This bill would, commencing with the 2021–22 fiscal year, require a manufacturer or wholesaler, as defined, that sells or distributes
opioid drugs in this state to submit to the department a report, including specified information, that details all opioid drugs sold or distributed in this state during the preceding fiscal year. year, except as specified. The bill would, commencing with the 2021–22 fiscal year, require the department, in consultation with the board, to calculate the ratable share of a manufacturer or wholesaler, which is the individual portion of the collective sum of $50,000,000 or a lesser amount, as specified, to be paid by the manufacturers and wholesalers, based on the information reported, without double-counting the opioid drug if both a manufacturer and a wholesaler sold or distributed the drug in this state. The bill would subject the manufacturer and wholesaler to specified civil penalties for failing to comply with the
reporting or payment requirements.
The bill would require the deposit of the payments and penalties, less refunds and the department’s administrative costs, into the continuously appropriated Opioid Prevention and Rehabilitation Program Fund, which the bill would create, thereby making an appropriation. The bill would require the department to distribute moneys in the fund to counties or local nonprofit community-based organizations for purposes of opioid prevention and rehabilitation programs. The bill would base the distribution of moneys on county needs, using only specified information relating to opioid overdose in the counties. The bill would require the department to report to the Legislature annually regarding recommendations for how the distributed moneys might be spent and how the distributed moneys were spent during the previous year.

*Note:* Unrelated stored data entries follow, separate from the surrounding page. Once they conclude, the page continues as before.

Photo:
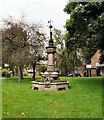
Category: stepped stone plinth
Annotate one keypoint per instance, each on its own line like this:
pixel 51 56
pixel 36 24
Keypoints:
pixel 50 76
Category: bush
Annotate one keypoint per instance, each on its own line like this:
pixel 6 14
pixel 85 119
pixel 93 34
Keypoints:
pixel 5 73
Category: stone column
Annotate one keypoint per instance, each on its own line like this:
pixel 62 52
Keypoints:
pixel 51 51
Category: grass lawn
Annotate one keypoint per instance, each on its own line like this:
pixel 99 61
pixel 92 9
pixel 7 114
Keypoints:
pixel 82 100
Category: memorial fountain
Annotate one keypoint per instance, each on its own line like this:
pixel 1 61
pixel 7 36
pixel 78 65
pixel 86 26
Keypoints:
pixel 51 77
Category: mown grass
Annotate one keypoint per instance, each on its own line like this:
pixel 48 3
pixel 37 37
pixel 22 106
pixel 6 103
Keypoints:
pixel 82 100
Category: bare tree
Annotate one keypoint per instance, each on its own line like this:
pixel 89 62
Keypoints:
pixel 22 44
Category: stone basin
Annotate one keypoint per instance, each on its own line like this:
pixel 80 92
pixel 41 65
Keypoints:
pixel 41 86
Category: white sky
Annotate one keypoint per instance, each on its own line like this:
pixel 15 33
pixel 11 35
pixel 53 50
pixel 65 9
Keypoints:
pixel 36 10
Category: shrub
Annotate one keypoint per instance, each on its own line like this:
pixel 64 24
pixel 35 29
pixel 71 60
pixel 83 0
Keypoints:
pixel 5 73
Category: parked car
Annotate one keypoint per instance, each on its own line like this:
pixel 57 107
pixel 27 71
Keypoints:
pixel 74 75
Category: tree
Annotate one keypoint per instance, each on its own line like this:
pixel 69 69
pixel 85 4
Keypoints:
pixel 13 46
pixel 22 44
pixel 86 23
pixel 36 41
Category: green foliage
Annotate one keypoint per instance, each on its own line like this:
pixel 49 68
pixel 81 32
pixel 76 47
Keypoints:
pixel 41 68
pixel 82 100
pixel 85 27
pixel 5 72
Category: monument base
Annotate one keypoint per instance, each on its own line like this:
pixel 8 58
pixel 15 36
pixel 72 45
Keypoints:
pixel 42 86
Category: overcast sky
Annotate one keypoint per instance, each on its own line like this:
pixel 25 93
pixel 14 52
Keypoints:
pixel 36 10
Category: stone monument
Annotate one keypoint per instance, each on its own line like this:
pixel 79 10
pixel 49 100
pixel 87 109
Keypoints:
pixel 50 76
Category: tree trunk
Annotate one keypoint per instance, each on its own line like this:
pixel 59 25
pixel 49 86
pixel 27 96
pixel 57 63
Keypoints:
pixel 20 74
pixel 34 65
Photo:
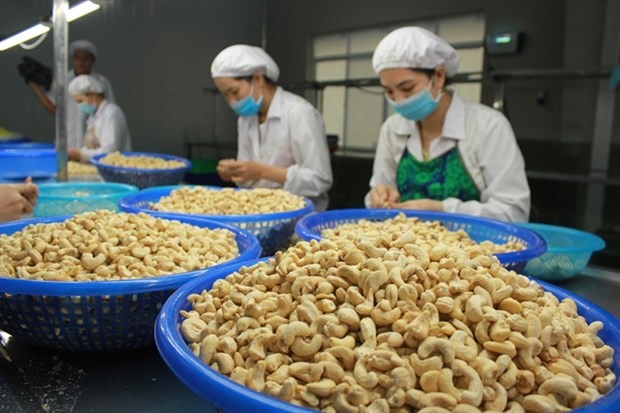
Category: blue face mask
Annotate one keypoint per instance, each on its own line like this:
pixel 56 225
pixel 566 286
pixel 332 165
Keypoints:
pixel 247 106
pixel 417 107
pixel 87 109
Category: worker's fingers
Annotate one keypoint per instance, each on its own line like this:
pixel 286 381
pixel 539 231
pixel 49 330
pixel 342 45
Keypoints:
pixel 378 196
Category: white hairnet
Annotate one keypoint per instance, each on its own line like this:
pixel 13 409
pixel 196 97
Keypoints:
pixel 415 48
pixel 84 84
pixel 243 60
pixel 84 45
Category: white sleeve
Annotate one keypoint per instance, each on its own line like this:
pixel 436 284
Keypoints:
pixel 109 93
pixel 111 130
pixel 311 175
pixel 244 148
pixel 507 194
pixel 384 166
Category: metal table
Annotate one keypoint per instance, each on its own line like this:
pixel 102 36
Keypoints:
pixel 52 381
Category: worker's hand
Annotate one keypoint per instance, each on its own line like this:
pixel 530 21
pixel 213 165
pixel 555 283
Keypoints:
pixel 12 203
pixel 223 169
pixel 245 171
pixel 383 196
pixel 424 204
pixel 30 193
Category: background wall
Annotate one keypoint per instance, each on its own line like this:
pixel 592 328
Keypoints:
pixel 157 55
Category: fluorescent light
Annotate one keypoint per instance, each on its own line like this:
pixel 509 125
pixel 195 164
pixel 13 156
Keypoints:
pixel 24 36
pixel 73 13
pixel 81 9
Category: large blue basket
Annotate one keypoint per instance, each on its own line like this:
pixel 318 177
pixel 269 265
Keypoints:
pixel 13 140
pixel 142 178
pixel 274 230
pixel 21 163
pixel 568 252
pixel 226 395
pixel 77 197
pixel 27 145
pixel 96 315
pixel 479 229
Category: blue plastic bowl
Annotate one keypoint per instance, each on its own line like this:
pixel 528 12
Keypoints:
pixel 14 139
pixel 273 230
pixel 27 145
pixel 76 197
pixel 229 396
pixel 21 163
pixel 96 315
pixel 479 229
pixel 142 178
pixel 568 252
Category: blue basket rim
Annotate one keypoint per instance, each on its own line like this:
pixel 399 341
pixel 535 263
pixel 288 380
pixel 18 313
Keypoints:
pixel 536 244
pixel 200 377
pixel 142 285
pixel 26 145
pixel 169 340
pixel 597 243
pixel 14 139
pixel 95 161
pixel 128 204
pixel 123 189
pixel 27 153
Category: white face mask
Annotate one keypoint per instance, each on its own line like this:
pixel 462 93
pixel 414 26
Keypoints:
pixel 418 106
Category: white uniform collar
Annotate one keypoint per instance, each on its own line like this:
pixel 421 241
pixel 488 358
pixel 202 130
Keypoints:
pixel 454 123
pixel 276 107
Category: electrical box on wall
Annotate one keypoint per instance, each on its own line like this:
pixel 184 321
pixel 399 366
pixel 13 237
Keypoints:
pixel 505 43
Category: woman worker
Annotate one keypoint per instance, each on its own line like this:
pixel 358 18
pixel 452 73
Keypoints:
pixel 439 152
pixel 106 126
pixel 281 137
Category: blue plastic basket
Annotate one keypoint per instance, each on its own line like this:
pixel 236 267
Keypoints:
pixel 226 395
pixel 21 163
pixel 27 145
pixel 142 178
pixel 14 139
pixel 479 229
pixel 77 197
pixel 274 230
pixel 568 252
pixel 96 315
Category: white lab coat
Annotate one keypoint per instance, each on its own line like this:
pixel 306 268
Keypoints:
pixel 76 119
pixel 293 137
pixel 488 149
pixel 110 129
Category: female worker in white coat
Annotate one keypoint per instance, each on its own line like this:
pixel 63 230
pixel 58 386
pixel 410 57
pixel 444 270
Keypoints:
pixel 281 137
pixel 439 152
pixel 106 126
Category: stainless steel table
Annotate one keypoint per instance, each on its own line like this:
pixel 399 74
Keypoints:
pixel 50 381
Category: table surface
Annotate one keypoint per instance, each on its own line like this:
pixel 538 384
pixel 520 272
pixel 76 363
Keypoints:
pixel 51 381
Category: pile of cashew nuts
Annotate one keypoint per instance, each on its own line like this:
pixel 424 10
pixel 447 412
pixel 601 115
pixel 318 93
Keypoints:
pixel 227 201
pixel 140 161
pixel 103 245
pixel 398 324
pixel 434 231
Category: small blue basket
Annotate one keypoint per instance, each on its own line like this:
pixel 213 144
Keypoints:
pixel 273 230
pixel 226 395
pixel 142 178
pixel 77 197
pixel 479 229
pixel 21 163
pixel 568 252
pixel 96 315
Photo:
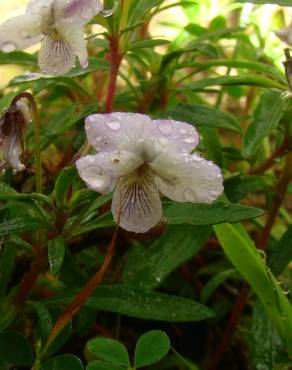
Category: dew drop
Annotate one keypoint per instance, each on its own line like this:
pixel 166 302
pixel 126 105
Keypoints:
pixel 165 128
pixel 189 194
pixel 24 34
pixel 113 125
pixel 91 118
pixel 163 141
pixel 86 13
pixel 189 140
pixel 8 47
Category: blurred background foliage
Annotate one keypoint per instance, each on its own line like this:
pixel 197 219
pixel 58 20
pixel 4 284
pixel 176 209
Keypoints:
pixel 214 64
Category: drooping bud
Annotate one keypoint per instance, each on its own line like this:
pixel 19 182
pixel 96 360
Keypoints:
pixel 13 123
pixel 288 68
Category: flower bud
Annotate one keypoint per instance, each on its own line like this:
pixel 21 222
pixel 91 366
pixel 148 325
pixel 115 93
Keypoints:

This bill would make these provisions inoperative on July 1, 2027, and would repeal them as of January 1, 2028.
This bill would state that its provisions are severable.
This bill would include a change in state statute that would result in a taxpayer paying a higher tax within the meaning of Section 3 of Article XIII A of the California Constitution, and thus would require for passage the approval of 2/3 of the membership of each house of the Legislature.
This bill would take effect immediately as a tax levy.